Nobody will, however, be surprised if, typical of recent ASUU NEC meetings, this one too turns out a war cabinet in session. Those who successfully ‘read’ ASUU mood suggest a storm could yet greet Nigeria from the Sokoto meeting. Although substantially war weary, ASUU has a leadership team that has not tasted battle yet and may be inclined to test strength.
Intervention is learning that there are many unresolved issues over which ‘war’ could break out between ASUU and the owner of majority of the universities in Nigeria – the FG. One of such issues came out in a private WhatsApp communication available to Intervention. Casually written and grammatically messed up here and there by auto-correct technology, the communication is clear on where the trigger for the next trouble may be coming from.
It is a communication to take seriously because, as ‘experts’ of ASUU warfare told Intervention, ASUU hardly ever lose battles that have economistic components. All such battles since 1993 have ended on a success note for ASUU, be it against military or civilian regime. In other words, ASUU hardly succeeds when they wage ideological wars such as their classic failure on June 12 but that hardly happens whenever they embark on strikes which have demands bordering on salary condition and/or financial contents. The current anger falls into the latter category.
ASUU henchmen/women are actually wondering if people in government think. For them, it is about “a government that doesn’t want to pay workers well but wants them to take imaginary loans”. And the question they ask is “what kind of bizarre economics is that and from which schools did people in government learn such?
As an ASUU activist asked, “who told them that academics are looking for N1-2.5m?”. Continuing, he argues how most academics already belong to co-operatives from where they can negotiate loans terms. But, as he alleges, the problem is that the government is doing everything to destroy the co-operatives.
What the above rumblings suggest, especially if they reflect the sentiments within NEC of ASUU, is that the Federal Government might still have not resolved the demands of ASUU. Interestingly, every regime since 1999 has had to contend with basically the same demands from ASUU.
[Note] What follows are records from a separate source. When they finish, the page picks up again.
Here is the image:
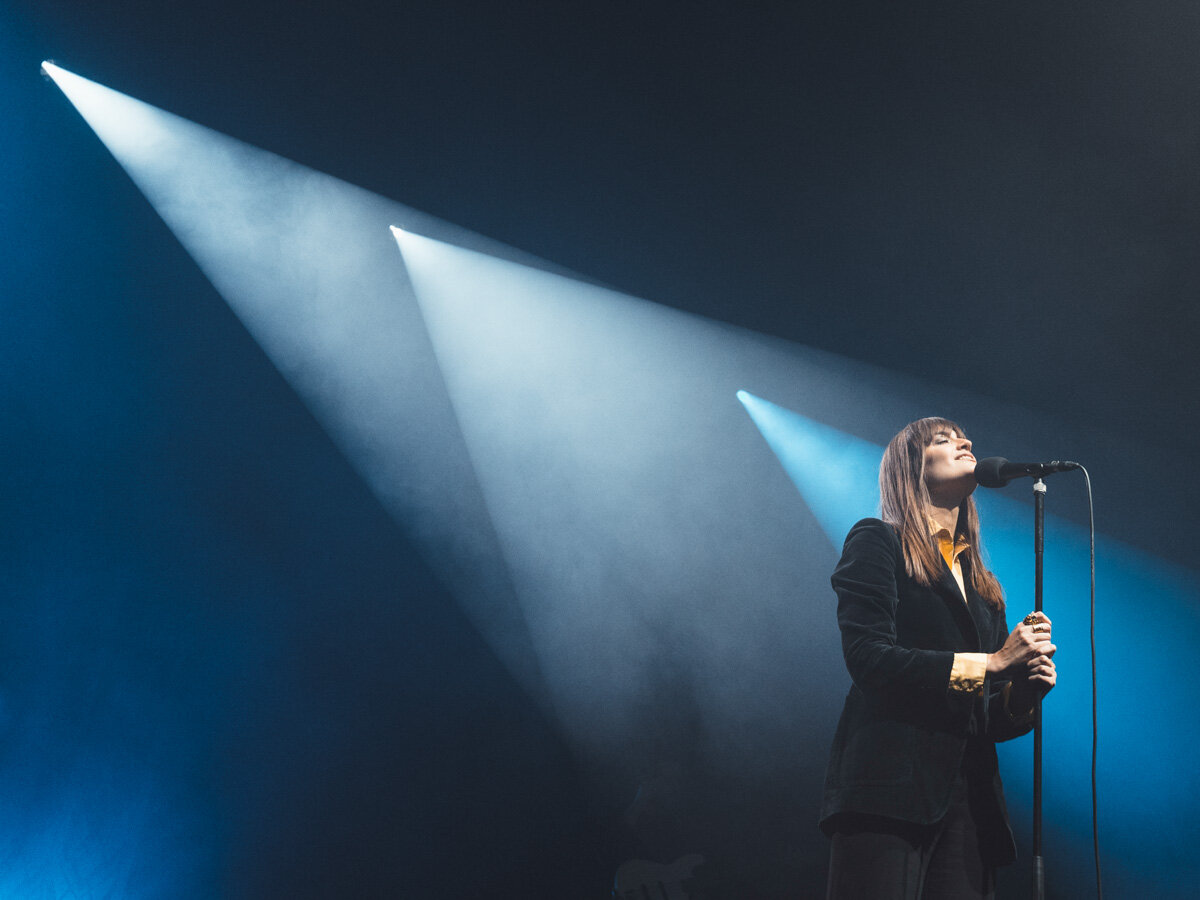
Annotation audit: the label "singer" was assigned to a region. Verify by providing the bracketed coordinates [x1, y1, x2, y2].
[820, 418, 1057, 899]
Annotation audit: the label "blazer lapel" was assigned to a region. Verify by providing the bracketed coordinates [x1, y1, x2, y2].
[959, 556, 997, 652]
[935, 566, 982, 651]
[937, 562, 995, 735]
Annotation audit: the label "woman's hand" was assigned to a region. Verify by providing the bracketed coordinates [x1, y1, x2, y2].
[987, 611, 1056, 680]
[1024, 653, 1057, 695]
[1009, 647, 1057, 715]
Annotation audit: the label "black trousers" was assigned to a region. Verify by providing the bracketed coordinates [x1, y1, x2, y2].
[825, 773, 995, 900]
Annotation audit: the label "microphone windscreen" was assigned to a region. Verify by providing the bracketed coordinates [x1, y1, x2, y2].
[973, 456, 1010, 488]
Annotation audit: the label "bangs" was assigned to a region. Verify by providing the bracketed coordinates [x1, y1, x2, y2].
[908, 416, 968, 446]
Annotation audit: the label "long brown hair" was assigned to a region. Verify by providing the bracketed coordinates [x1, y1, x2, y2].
[878, 417, 1005, 610]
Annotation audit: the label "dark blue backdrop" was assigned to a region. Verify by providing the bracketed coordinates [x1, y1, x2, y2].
[5, 1, 1198, 897]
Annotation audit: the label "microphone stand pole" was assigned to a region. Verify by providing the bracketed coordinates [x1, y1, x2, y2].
[1032, 477, 1046, 900]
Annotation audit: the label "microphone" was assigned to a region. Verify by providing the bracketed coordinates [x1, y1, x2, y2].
[974, 457, 1081, 488]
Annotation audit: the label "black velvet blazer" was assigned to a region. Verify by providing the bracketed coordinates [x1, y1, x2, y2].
[819, 518, 1032, 865]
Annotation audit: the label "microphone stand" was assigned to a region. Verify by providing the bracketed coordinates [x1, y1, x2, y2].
[1032, 477, 1046, 900]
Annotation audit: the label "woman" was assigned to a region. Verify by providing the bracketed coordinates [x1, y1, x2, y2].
[820, 417, 1056, 899]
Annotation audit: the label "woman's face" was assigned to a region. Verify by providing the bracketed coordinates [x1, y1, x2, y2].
[922, 428, 977, 503]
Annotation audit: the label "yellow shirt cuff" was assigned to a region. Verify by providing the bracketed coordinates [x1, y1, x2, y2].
[949, 652, 988, 695]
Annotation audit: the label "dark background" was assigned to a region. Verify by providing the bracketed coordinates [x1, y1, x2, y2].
[4, 1, 1198, 897]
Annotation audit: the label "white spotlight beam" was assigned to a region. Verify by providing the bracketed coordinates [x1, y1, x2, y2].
[44, 63, 547, 696]
[392, 227, 855, 766]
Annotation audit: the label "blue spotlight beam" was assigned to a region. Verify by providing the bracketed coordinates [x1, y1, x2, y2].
[736, 390, 882, 546]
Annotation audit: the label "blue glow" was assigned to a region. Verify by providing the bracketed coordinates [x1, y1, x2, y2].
[0, 759, 206, 897]
[739, 390, 1200, 898]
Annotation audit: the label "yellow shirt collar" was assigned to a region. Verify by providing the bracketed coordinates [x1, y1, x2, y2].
[928, 519, 969, 570]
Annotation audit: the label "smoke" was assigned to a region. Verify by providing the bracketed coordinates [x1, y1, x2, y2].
[50, 61, 1200, 896]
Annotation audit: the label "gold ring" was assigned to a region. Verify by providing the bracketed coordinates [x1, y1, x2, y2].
[1023, 613, 1040, 625]
[1032, 623, 1048, 633]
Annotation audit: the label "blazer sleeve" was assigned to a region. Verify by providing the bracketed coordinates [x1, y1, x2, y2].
[831, 518, 956, 701]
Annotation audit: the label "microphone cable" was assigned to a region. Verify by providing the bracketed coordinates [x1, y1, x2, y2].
[1079, 465, 1103, 900]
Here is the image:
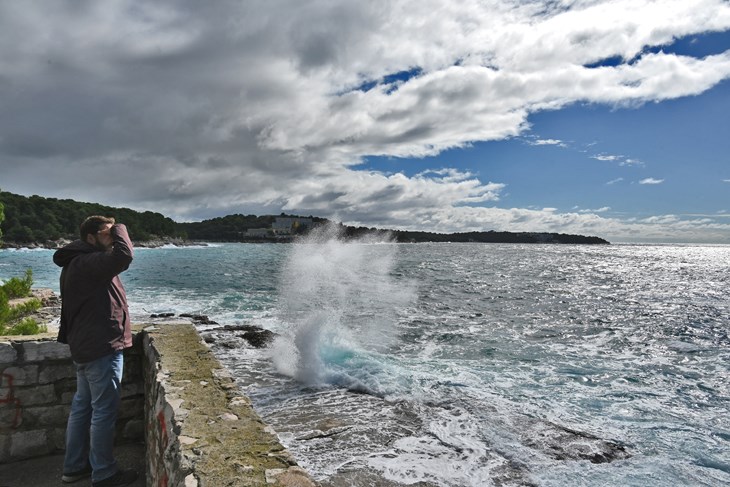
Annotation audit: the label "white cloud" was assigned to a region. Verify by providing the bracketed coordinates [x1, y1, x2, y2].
[578, 207, 611, 213]
[639, 177, 665, 185]
[592, 154, 644, 166]
[620, 158, 644, 166]
[527, 138, 567, 147]
[592, 154, 622, 161]
[606, 178, 624, 185]
[0, 0, 729, 242]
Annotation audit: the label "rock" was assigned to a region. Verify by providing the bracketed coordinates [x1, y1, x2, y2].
[151, 313, 176, 318]
[519, 419, 630, 464]
[217, 339, 243, 349]
[239, 329, 275, 348]
[180, 314, 218, 325]
[204, 324, 277, 349]
[30, 289, 59, 306]
[200, 333, 216, 344]
[219, 324, 276, 348]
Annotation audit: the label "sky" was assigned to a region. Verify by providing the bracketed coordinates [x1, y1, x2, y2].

The Obasanjo regime went farthest by thinking that it found the answer in what the then president himself called the strategy of “flooding Nigeria with private universities” as a way of undermining ASUU. Nigeria has been flooded with private universities but no private universities has started with training new sets of academics or research agenda different or distinct from the aggregate orientation. Instead, the private universities fell back on the stock of academics in the existing public universities, overstretching the human resource base and worsening the quality crisis since the early 1990s.
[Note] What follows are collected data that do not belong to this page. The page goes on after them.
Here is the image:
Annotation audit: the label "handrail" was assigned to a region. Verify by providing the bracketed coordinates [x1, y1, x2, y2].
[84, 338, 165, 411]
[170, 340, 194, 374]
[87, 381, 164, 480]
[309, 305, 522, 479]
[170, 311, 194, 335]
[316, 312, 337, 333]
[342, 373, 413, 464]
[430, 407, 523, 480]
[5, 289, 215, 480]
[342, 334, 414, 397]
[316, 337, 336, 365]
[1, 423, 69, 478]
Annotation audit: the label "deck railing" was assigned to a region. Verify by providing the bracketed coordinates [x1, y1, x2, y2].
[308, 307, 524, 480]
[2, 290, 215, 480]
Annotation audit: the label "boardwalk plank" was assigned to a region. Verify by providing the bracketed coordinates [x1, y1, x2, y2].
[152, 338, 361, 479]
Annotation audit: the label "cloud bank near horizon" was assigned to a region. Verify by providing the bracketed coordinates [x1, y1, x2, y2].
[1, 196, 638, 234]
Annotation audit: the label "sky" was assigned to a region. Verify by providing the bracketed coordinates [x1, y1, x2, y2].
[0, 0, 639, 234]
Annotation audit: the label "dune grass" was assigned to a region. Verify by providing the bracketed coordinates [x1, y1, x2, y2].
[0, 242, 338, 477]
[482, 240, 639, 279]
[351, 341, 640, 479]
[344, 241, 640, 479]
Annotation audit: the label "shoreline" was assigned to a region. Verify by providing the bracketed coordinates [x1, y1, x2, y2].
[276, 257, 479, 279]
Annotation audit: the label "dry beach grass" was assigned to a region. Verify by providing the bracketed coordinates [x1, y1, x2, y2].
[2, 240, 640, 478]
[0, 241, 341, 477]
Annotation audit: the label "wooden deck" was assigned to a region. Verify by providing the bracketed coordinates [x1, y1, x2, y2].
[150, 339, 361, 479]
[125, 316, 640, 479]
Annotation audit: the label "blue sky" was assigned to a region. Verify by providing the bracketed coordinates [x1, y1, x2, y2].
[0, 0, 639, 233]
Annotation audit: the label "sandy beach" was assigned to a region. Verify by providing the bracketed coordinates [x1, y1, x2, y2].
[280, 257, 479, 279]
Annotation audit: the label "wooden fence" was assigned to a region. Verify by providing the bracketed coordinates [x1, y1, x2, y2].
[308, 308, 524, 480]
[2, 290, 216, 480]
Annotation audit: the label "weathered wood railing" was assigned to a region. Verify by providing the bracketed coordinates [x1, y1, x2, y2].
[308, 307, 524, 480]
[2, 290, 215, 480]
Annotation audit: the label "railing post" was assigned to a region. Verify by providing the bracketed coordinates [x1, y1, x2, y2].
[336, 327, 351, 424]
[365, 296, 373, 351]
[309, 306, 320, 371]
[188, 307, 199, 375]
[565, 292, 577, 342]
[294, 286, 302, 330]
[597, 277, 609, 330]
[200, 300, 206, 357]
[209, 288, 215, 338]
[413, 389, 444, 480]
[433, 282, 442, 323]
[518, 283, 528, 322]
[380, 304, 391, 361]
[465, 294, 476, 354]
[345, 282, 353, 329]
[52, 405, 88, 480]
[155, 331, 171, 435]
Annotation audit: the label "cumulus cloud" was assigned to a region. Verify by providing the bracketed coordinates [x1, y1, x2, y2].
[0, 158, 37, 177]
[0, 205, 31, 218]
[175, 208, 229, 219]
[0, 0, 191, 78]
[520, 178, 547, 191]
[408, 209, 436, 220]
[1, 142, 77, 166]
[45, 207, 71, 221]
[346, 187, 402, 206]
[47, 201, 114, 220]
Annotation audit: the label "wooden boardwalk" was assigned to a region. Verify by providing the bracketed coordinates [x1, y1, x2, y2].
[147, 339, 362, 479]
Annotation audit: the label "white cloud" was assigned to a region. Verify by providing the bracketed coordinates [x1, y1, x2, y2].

ASUU has been growing stronger without private universities training new PhDs to be able to raise the standards higher and become more attractive compared to public universities. Up till today, the public universities are closer to the university idea than any private university anywhere in Nigeria, Intervention has been told by several persons who should know.
So, contrary to Chief Obasanjo’s thesis, ASUU dictates the industrial relations tune, being more entrenched in those matters after many years of battles and experience of enduring all manner of humiliations in the hands of different administrations. It has survived attempts to break it too. But the crisis is deepening.
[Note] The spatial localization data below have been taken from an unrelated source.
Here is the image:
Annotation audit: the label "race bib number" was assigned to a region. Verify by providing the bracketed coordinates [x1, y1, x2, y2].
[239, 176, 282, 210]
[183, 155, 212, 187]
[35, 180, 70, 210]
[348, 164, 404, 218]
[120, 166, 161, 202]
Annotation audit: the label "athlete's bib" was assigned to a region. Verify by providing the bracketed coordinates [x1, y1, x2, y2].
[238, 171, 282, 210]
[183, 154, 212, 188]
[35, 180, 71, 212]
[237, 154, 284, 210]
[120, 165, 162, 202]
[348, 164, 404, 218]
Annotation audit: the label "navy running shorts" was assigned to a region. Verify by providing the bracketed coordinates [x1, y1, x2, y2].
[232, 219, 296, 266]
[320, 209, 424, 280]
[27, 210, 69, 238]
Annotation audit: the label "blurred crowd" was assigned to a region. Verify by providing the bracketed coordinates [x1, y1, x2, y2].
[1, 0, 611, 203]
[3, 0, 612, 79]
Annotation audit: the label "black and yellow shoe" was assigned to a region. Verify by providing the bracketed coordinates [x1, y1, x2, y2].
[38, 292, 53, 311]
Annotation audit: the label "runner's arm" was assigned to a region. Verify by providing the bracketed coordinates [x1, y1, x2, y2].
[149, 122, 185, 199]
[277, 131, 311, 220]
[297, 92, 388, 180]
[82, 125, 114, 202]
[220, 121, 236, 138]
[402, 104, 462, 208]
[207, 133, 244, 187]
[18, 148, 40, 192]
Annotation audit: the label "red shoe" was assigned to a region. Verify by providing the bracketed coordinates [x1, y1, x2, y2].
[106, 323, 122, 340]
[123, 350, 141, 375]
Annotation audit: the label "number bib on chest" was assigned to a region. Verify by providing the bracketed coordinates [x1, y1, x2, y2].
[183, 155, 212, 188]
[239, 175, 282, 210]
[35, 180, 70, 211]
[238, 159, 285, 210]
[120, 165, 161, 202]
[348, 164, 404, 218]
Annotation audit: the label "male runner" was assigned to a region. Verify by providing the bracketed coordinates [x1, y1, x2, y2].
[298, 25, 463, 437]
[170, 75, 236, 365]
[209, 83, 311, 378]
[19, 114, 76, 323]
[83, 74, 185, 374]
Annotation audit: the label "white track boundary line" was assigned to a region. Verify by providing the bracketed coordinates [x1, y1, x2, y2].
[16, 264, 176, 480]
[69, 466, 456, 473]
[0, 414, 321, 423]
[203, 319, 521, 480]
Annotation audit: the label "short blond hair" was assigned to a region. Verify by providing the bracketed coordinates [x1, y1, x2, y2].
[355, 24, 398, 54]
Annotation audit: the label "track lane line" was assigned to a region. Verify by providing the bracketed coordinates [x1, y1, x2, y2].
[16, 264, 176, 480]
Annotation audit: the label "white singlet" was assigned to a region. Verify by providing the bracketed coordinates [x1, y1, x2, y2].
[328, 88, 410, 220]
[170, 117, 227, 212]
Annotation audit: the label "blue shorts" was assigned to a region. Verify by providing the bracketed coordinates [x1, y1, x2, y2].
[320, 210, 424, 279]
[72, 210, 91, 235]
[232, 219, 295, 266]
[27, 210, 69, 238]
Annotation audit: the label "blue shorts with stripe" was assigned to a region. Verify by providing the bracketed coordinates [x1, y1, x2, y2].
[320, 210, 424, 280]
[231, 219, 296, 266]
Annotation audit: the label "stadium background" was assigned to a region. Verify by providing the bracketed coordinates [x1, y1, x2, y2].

Yet, the solutions are not coming. The TetFund idea which ASUU brought up as a way of shielding public universities from budgetary fluctuations due to IMF/World Bank conditionalities has generated huge sums of money but which is spent more on aesthetically dispiriting infrastructures all over the country than cushioning universities against budgetary fluctuations. As the welfare of academics declines, so does quality and the standards that could put any Nigerian universities in the global top 500.
Not only is the motivation level even in the First generation universities too low to sustain the sort of research output that can make Nigerian universities achieve that, the atmosphere on most campuses is against the quietism required for that direction. Right now, Nigerian universities begin to appear on ranking lists after the first 1000 when the total number on most lists are around 1500.
This contrasts sharply with South Africa and Egypt, the other two of the power houses from Africa which have universities in the list of the first global 200. Certainly, there are no less than at least two South African universities within that caste. Egypt is not far behind.
Yet, no regime since 1999 has felt embarrassed enough about this as to do the very simple things required to change the situation, one of which is an NUC that knows what is going on in the global politics of contemporary knowledge production. The Yar’Adua FG sought to cut into the crisis by arranging a one – one meeting with ASUU. It didn’t go far before he became incapable of sustaining the point of departure.
The question is how Nigeria could deliberately lock itself in the class of international nonentity in an area it could very easily lead the rest of Africa?